On Dec 28, 2011 9:05 PM, "shreevatsa" <[email protected]> wrote:
>
> On Dec 29, 3:29 am, John Cremona <[email protected]> wrote:
> > >> The assymptotics of the central binomial coefficient is  more subtle
> > >> matter
> > >> Andrzej Chrzeszczyk
> >
> > > The limit:
> > > sage: maxima('limit(binomial(2*x,x)/2^(2*x)*sqrt(%pi*x),x,+inf)')
> > > 1
> >
> > > shows that
> >
> > > binomial(2*x,x)/2^(2*x) ~ 1/sqrt(pi*x)  as x->+oo
> >
> > This follows very easily from Stirling's Formula.  But I suppose the
> > original question was not so much "what is the answer" as "can I get
> > the answer from system [xyz] without having to think"!
>
>
> Yes!
>
> After all, anything Sage can do a human can probably do with enough
> patience and time.

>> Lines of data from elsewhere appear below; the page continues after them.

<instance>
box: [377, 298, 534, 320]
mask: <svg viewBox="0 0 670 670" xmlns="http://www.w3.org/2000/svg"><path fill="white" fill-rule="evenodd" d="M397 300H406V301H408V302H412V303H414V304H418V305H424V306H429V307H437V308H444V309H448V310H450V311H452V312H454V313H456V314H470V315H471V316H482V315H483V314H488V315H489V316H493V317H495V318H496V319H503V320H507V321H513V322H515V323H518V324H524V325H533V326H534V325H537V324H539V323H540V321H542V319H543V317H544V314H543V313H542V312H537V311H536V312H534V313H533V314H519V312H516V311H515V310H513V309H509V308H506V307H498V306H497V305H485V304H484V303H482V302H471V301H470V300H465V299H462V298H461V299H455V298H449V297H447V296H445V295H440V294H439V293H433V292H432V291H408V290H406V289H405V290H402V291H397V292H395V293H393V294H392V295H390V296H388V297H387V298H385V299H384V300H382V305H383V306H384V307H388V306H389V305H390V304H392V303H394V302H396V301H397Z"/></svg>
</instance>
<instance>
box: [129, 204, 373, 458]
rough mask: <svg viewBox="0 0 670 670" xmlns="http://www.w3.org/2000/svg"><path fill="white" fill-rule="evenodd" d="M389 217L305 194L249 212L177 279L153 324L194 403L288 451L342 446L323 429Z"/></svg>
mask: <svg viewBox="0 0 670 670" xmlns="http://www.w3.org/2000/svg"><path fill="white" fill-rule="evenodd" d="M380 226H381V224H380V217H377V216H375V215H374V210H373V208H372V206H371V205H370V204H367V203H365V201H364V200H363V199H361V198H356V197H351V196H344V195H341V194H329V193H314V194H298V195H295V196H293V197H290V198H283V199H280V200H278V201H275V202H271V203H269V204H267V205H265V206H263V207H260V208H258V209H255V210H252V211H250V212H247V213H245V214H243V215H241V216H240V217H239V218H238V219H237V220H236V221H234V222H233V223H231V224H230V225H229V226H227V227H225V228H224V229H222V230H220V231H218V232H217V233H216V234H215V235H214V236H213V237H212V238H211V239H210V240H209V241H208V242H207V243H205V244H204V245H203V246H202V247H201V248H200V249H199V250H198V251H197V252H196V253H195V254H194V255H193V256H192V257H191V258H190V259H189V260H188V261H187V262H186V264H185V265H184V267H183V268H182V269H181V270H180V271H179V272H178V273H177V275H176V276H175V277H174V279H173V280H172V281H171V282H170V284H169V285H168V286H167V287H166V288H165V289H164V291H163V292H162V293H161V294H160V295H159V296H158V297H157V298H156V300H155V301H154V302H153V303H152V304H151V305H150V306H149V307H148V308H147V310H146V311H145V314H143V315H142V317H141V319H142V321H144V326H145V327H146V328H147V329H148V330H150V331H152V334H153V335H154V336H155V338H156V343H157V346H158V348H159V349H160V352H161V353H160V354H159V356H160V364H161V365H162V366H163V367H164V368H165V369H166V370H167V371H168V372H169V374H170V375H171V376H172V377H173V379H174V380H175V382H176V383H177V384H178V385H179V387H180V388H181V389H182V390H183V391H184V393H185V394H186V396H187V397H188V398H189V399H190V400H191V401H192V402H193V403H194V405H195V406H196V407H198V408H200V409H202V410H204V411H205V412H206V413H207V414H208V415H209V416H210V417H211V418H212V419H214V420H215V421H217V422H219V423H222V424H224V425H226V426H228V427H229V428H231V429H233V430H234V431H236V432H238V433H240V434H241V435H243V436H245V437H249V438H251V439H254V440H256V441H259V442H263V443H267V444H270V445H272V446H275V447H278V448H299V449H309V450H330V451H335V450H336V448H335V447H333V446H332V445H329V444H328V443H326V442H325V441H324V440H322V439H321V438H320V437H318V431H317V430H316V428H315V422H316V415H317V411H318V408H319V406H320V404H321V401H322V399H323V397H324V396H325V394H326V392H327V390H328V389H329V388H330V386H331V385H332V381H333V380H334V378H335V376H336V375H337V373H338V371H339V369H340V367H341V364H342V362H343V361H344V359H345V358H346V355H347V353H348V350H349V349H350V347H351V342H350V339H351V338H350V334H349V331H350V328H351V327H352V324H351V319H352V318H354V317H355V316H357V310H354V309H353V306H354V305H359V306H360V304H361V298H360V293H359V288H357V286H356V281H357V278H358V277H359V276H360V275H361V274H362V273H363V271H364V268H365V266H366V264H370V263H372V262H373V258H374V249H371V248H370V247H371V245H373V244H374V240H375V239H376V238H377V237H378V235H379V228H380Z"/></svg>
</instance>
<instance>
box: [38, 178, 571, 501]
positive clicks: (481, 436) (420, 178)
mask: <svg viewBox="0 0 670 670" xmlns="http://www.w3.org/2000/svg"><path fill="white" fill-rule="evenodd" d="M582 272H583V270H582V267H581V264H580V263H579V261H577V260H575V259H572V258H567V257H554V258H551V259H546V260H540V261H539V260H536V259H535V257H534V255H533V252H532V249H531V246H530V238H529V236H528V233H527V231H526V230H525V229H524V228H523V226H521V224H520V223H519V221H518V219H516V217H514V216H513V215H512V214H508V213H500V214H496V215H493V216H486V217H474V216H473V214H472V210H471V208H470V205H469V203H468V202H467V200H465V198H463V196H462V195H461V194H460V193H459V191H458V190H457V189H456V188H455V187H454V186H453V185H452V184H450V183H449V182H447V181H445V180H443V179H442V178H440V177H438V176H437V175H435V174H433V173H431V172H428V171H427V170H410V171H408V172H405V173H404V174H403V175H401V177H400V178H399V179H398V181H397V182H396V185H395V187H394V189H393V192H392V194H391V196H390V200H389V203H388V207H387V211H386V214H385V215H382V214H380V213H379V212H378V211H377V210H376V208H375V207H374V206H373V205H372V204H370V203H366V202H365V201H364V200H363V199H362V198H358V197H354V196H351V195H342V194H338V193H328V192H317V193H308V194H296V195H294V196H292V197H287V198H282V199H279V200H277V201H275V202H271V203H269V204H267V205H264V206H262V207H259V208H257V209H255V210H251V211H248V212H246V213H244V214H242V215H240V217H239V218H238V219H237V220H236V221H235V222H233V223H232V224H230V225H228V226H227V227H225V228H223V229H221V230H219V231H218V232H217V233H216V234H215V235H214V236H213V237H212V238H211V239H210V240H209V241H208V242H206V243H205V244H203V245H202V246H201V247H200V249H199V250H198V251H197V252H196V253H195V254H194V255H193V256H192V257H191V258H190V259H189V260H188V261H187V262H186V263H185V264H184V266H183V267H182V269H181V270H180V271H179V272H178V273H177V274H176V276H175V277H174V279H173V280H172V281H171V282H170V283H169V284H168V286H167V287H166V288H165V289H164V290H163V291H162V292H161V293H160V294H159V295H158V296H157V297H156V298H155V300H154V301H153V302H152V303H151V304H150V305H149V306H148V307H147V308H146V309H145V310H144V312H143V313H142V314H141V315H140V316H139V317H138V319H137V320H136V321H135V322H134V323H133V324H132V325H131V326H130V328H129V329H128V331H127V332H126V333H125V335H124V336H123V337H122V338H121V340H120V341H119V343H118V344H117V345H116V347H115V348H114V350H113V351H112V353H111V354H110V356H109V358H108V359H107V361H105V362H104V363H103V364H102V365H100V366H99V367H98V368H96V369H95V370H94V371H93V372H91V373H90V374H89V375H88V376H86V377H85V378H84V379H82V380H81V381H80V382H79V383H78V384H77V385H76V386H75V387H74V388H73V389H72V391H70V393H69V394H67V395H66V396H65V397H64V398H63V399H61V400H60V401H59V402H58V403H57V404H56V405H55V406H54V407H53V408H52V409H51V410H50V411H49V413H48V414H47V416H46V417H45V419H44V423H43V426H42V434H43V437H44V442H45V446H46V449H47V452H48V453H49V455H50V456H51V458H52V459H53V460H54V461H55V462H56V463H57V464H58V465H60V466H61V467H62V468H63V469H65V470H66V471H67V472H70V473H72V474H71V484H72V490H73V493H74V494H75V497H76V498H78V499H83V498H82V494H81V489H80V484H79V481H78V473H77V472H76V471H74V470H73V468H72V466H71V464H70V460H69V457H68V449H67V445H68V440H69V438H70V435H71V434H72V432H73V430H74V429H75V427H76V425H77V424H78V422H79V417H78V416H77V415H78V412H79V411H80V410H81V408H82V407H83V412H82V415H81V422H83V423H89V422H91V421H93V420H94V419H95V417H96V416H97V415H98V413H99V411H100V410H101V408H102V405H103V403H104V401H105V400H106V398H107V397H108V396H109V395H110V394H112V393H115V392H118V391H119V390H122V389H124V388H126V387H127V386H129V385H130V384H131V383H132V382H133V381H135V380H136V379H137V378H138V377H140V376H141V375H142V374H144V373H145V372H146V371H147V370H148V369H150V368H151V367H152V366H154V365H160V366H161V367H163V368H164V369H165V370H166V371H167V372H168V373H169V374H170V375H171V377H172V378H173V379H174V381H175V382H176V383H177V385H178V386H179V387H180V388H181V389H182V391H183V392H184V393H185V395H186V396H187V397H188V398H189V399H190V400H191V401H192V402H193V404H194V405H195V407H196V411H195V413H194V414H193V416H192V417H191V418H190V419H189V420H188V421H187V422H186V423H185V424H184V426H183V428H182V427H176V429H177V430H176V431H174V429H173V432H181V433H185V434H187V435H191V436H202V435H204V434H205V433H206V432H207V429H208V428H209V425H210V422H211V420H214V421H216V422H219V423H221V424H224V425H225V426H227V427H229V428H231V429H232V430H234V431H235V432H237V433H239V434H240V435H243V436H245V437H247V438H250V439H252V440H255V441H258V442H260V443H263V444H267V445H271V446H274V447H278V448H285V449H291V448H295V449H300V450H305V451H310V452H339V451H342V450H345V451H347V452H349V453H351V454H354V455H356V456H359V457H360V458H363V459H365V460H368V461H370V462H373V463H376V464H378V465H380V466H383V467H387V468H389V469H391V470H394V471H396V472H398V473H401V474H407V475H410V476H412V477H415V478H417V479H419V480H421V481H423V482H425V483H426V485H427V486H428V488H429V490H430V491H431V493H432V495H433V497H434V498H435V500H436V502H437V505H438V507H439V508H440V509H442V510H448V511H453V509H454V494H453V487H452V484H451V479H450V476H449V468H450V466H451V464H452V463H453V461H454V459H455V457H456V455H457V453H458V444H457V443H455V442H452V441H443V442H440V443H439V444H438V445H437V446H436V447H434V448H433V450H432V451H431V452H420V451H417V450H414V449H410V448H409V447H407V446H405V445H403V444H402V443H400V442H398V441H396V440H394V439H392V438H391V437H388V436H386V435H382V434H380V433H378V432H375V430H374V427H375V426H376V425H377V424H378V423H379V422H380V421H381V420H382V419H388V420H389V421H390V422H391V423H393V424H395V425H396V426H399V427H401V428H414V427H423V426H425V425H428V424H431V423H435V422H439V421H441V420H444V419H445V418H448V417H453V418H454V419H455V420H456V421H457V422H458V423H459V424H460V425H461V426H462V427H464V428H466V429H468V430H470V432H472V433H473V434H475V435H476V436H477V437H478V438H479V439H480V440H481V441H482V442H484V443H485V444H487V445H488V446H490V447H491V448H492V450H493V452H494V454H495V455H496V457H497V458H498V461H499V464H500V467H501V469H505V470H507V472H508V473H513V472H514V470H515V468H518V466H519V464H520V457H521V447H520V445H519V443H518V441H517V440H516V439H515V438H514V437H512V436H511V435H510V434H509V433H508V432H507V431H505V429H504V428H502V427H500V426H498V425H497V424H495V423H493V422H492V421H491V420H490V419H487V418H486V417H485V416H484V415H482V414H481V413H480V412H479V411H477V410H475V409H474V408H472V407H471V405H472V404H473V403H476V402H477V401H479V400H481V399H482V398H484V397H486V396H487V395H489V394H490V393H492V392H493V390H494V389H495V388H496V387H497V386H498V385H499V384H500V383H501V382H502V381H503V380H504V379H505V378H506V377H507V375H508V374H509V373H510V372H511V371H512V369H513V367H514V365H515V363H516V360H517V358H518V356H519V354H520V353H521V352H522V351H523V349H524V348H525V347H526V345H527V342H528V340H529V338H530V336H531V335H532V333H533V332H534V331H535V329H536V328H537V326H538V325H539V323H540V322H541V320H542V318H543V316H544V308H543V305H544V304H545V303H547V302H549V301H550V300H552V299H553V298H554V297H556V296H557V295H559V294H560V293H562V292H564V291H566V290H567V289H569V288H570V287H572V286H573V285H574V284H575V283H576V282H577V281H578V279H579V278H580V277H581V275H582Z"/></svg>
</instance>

The point of the software is to make it easy.

(Not meant as flaimbait) I can think of a lot of counterexamples to this,
at least in the context of number theory problems that involve counting,
which would be impossible to do in a lifetime because humans are just way
too slow...

>
> In this case, I would like to be able to input an expression like
> binomial(n, n/2) or binomial(n, 17*n/32), and get a power series in
> sqrt(n) or whatever. For instance, the Wolfram Alpha link above, after
> clicking on "more terms", gives
> 2^(-n) (sqrt(2/pi) sqrt(1/n)-(1/n)^(3/2)/(2 sqrt(2 pi))+(1/n)^(5/2)/
> (16 sqrt(2 pi))+(5 (1/n)^(7/2))/(64 sqrt(2 pi))-(21 (1/n)^(9/2))/(1024
> sqrt(2 pi))-(399 (1/n)^(11/2))/(4096 sqrt(2 pi))+(869 (1/n)^(13/2))/
> (32768 sqrt(2 pi))+(39325 (1/n)^(15/2))/(131072 sqrt(2 pi))-(334477 (1/
> n)^(17/2))/(4194304 sqrt(2 pi))-(28717403 (1/n)^(19/2))/(16777216
> sqrt(2 pi))+(59697183 (1/n)^(21/2))/(134217728 sqrt(2 pi))+O((1/
> n)^(23/2))) exp(log(2) n+O((1/n)^12))
>
> This is beyond my patience or ability to do it without mistakes.
> Exactly what computers are for!
>
> My belief is that if Wolfram Alpha can do it, it must be possible for
> Sage to do it as well. It seems that something has not been
> implemented here, but I'm not sure what. (The asymptotics for the
> gamma function?)
>
> Actually, Wolfram Alpha doesn't realize that exp(log(2)n) and 2^-n can
> be cancelled, and the expression simplified. Further, exp(O((1/n)^7))
> can be expanded as a power series. So even WA's output still requires
> some human work, and there is scope for Sage to improve on it.